Budtenders may face burnout, but for growing and processing workers, weed can be deadly. Lorna McMurrey, a twenty-seven-year-old employee of the MSO Trulieve, came to work on January 7, 2022, to roll joints, sold as prerolls in the company’s 126,000-square-foot facility in Holyoke, Massachusetts. (Early reports say she was also grinding flower.) Trulieve has operations in nine different states, and, according to MassLive, reported more than $182 million in profit in June 2022 alone. McMurrey was not represented by a union. She had complained of asthma since she got the job. And on January 7, according to OSHA’s initial report, McMurrey “said she couldn’t breathe. Not being able to breathe Marijuana kief (dust).” At 11:00 p.m., she collapsed, dying in the hospital three days later of anoxic brain death.

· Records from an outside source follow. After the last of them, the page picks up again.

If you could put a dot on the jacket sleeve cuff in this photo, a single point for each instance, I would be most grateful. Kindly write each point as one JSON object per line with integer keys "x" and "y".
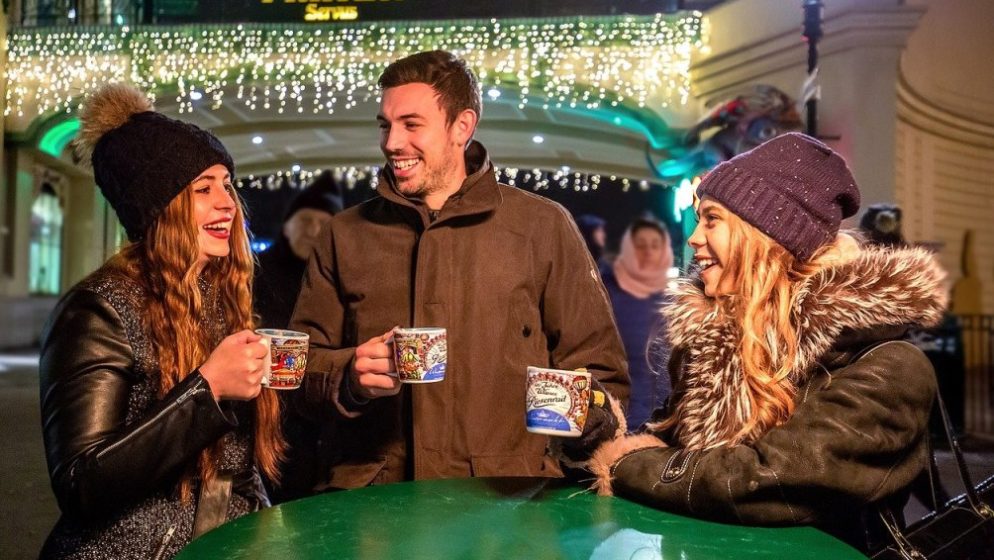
{"x": 609, "y": 456}
{"x": 347, "y": 397}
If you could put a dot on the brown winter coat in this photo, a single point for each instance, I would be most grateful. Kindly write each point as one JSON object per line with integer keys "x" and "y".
{"x": 507, "y": 274}
{"x": 857, "y": 437}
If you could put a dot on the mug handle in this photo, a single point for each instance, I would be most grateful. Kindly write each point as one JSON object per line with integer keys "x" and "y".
{"x": 267, "y": 370}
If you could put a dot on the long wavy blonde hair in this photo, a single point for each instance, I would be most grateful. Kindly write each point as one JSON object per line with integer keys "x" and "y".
{"x": 164, "y": 262}
{"x": 767, "y": 281}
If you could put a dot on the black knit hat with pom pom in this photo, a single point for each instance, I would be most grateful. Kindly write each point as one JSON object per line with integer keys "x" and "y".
{"x": 142, "y": 159}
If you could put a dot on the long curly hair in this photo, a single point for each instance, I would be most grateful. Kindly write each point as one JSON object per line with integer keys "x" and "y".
{"x": 164, "y": 262}
{"x": 767, "y": 283}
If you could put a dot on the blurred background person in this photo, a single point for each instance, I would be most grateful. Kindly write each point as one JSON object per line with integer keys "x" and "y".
{"x": 636, "y": 283}
{"x": 281, "y": 267}
{"x": 277, "y": 283}
{"x": 881, "y": 224}
{"x": 592, "y": 228}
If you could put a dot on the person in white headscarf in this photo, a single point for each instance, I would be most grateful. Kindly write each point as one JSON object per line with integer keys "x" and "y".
{"x": 636, "y": 283}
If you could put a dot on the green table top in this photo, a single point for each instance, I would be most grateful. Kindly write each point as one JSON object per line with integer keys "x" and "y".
{"x": 495, "y": 518}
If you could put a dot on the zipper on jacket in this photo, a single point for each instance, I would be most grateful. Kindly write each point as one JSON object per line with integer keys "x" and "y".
{"x": 189, "y": 392}
{"x": 164, "y": 543}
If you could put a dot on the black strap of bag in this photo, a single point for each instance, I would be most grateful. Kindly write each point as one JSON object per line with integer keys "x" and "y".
{"x": 961, "y": 528}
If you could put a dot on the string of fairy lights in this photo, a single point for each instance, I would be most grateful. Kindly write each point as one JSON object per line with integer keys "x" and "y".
{"x": 576, "y": 62}
{"x": 352, "y": 177}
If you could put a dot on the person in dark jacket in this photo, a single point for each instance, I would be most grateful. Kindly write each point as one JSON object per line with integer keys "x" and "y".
{"x": 637, "y": 282}
{"x": 277, "y": 284}
{"x": 592, "y": 228}
{"x": 281, "y": 267}
{"x": 793, "y": 402}
{"x": 445, "y": 245}
{"x": 152, "y": 414}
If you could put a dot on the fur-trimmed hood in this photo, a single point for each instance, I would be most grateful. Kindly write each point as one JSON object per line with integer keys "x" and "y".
{"x": 880, "y": 287}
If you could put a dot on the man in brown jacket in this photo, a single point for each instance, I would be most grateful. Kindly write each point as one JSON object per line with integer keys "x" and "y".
{"x": 445, "y": 245}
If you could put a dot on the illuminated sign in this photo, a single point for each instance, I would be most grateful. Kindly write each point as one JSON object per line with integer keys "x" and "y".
{"x": 333, "y": 10}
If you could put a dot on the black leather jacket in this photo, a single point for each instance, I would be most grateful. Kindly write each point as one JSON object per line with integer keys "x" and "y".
{"x": 115, "y": 449}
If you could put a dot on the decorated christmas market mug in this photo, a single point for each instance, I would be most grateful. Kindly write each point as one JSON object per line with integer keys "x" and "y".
{"x": 420, "y": 354}
{"x": 556, "y": 401}
{"x": 287, "y": 358}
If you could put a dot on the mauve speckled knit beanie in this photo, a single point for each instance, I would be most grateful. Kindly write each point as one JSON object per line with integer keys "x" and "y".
{"x": 793, "y": 188}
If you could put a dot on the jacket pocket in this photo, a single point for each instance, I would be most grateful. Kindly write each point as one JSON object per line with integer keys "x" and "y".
{"x": 514, "y": 465}
{"x": 354, "y": 475}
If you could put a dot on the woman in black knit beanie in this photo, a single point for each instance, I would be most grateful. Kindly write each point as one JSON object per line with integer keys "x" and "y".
{"x": 792, "y": 401}
{"x": 154, "y": 420}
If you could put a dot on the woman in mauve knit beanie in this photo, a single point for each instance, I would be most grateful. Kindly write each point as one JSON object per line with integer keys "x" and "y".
{"x": 792, "y": 402}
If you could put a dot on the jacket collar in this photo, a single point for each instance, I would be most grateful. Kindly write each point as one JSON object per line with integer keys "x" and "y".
{"x": 880, "y": 291}
{"x": 478, "y": 194}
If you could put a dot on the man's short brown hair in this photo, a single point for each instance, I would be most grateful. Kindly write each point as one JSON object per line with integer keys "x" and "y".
{"x": 454, "y": 83}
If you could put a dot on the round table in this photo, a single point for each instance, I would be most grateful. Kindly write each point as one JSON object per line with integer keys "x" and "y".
{"x": 498, "y": 518}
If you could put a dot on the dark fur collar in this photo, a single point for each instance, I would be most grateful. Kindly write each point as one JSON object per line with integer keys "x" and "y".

Trulieve agreed to a $14,502 fine but disputes the initial reports of the incident. OSHA’s second report does not directly list a cause of death, but Trulieve had been previously fined over $10,000 for violating “respiratory protection and hazard-communication regulations.” Early this year, employees in Trulieve’s cultivation facility in Arizona voted to join UFCW.

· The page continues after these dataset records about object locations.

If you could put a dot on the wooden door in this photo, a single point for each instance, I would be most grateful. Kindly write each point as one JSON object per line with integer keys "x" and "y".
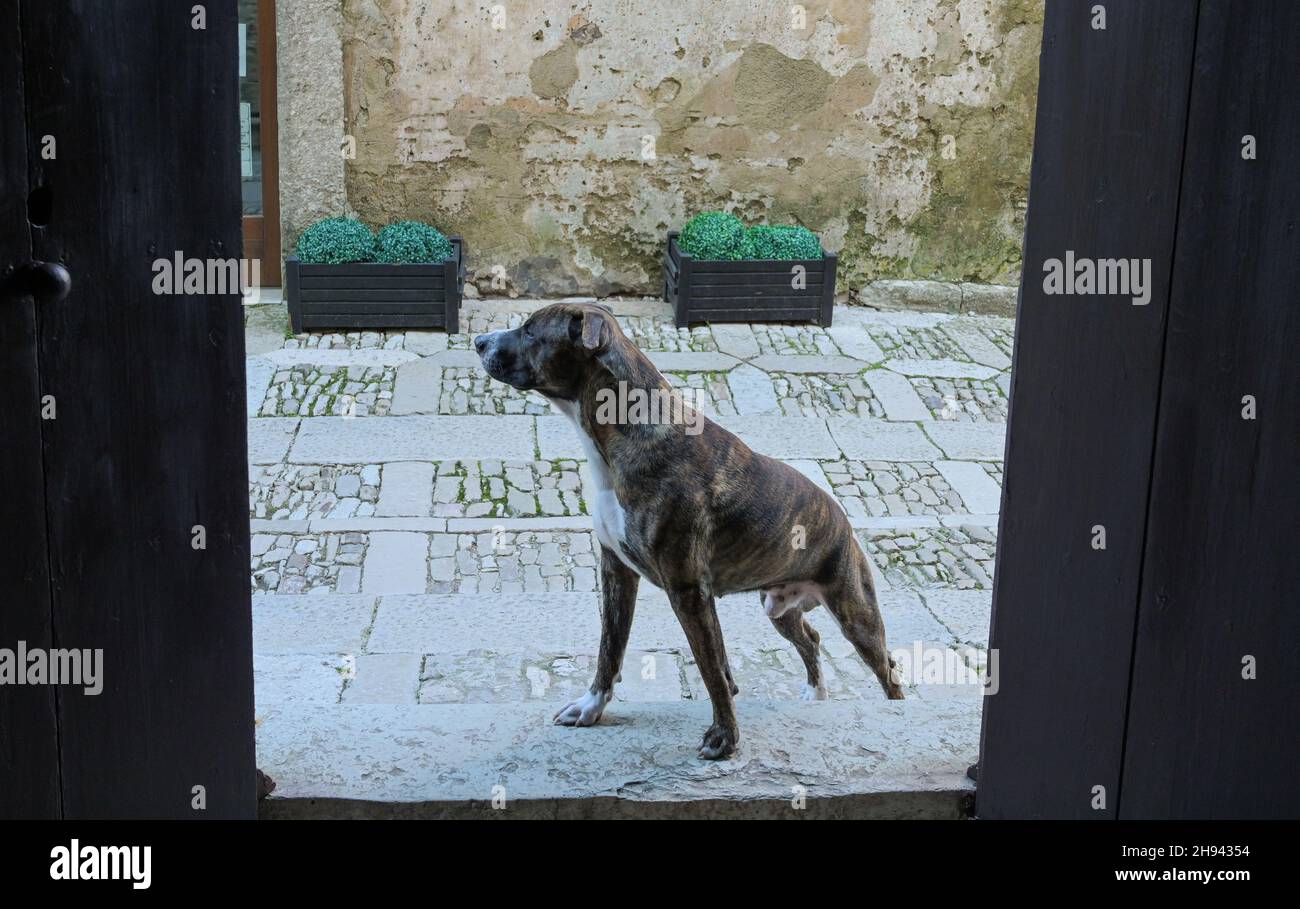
{"x": 1144, "y": 613}
{"x": 135, "y": 487}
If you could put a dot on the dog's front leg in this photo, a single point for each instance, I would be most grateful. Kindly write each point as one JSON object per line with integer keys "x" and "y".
{"x": 694, "y": 610}
{"x": 618, "y": 602}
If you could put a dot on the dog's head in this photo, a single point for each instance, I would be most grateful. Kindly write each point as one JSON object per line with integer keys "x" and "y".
{"x": 557, "y": 350}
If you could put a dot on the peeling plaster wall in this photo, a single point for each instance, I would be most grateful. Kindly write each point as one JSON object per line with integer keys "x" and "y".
{"x": 310, "y": 100}
{"x": 898, "y": 130}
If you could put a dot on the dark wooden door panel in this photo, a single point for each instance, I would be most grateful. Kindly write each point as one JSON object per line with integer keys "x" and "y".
{"x": 1104, "y": 184}
{"x": 1225, "y": 505}
{"x": 29, "y": 735}
{"x": 151, "y": 438}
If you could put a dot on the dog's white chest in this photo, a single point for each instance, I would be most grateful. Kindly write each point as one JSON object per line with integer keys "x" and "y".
{"x": 609, "y": 520}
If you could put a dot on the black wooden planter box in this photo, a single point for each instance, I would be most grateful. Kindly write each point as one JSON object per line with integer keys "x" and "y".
{"x": 376, "y": 295}
{"x": 746, "y": 290}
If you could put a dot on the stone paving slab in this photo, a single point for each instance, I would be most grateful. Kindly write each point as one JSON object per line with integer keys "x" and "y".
{"x": 857, "y": 342}
{"x": 417, "y": 388}
{"x": 399, "y": 756}
{"x": 940, "y": 368}
{"x": 384, "y": 678}
{"x": 258, "y": 373}
{"x": 969, "y": 441}
{"x": 979, "y": 492}
{"x": 736, "y": 340}
{"x": 557, "y": 437}
{"x": 311, "y": 623}
{"x": 876, "y": 440}
{"x": 395, "y": 562}
{"x": 269, "y": 438}
{"x": 692, "y": 362}
{"x": 298, "y": 678}
{"x": 804, "y": 363}
{"x": 368, "y": 441}
{"x": 965, "y": 613}
{"x": 976, "y": 345}
{"x": 896, "y": 395}
{"x": 752, "y": 390}
{"x": 783, "y": 436}
{"x": 341, "y": 356}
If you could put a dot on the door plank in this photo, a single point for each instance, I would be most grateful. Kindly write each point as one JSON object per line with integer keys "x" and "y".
{"x": 151, "y": 437}
{"x": 29, "y": 734}
{"x": 1104, "y": 184}
{"x": 1225, "y": 505}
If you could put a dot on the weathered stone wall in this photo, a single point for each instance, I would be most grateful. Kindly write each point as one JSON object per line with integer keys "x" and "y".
{"x": 310, "y": 100}
{"x": 900, "y": 130}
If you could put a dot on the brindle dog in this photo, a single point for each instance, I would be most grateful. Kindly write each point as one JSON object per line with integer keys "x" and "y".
{"x": 693, "y": 510}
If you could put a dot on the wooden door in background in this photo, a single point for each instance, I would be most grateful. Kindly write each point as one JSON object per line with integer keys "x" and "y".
{"x": 259, "y": 138}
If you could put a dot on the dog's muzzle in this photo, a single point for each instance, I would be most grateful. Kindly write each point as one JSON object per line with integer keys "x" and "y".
{"x": 499, "y": 360}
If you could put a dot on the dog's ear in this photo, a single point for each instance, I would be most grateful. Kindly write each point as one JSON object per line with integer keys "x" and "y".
{"x": 596, "y": 330}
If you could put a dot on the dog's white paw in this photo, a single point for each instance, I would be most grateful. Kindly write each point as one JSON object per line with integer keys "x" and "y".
{"x": 583, "y": 711}
{"x": 811, "y": 693}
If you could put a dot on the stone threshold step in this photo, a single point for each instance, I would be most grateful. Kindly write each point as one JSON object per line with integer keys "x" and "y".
{"x": 872, "y": 758}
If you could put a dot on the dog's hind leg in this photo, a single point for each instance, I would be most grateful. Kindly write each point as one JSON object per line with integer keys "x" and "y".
{"x": 852, "y": 600}
{"x": 796, "y": 630}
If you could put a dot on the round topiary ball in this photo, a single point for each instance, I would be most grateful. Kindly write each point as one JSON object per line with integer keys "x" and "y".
{"x": 784, "y": 242}
{"x": 336, "y": 241}
{"x": 713, "y": 236}
{"x": 411, "y": 242}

As weed smokers were wont to point out during prohibition, in the thousands of years people have been burning the bush, there have been no deaths reliably attributed to cannabis use (even though plenty of people on edibles have thought they were dead). But without protections, it seems likely that we’ll see more tragedies like this as the industry grows. Even if the corporate practices that now govern the field don’t always result in death, states that are legalizing cannabis need to help protect workers from this new kind of drug lord. And that’s not even the individual owners of any company; it’s just what happens when the nightmare logic of contemporary American capitalism gets its roots embedded in the world of weed.

I’m writing this as someone who has watched my own industry—journalism—implode under the weight of that logic over the course of the last decade. In fact, the same David Smith who invested in Curio, the dispensary whose employees were selling weed they took from the dumpster, bought the Baltimore Sun in early 2024. Ten years ago, when the paper was owned by the Tribune, they bought and ultimately destroyed the alternative weekly paper where I worked. Then the Tribune sold it to the vulture hedge fund Alden Capital. So it could be said that Smith is pilfering from the dumpster for his private stock too. It is grim, and I can’t pretend that I write this story as an entirely disinterested party. I’m never gonna be a weed boss. But, if journalism continues its hellward nosedive, I just might take another stab at slinging green.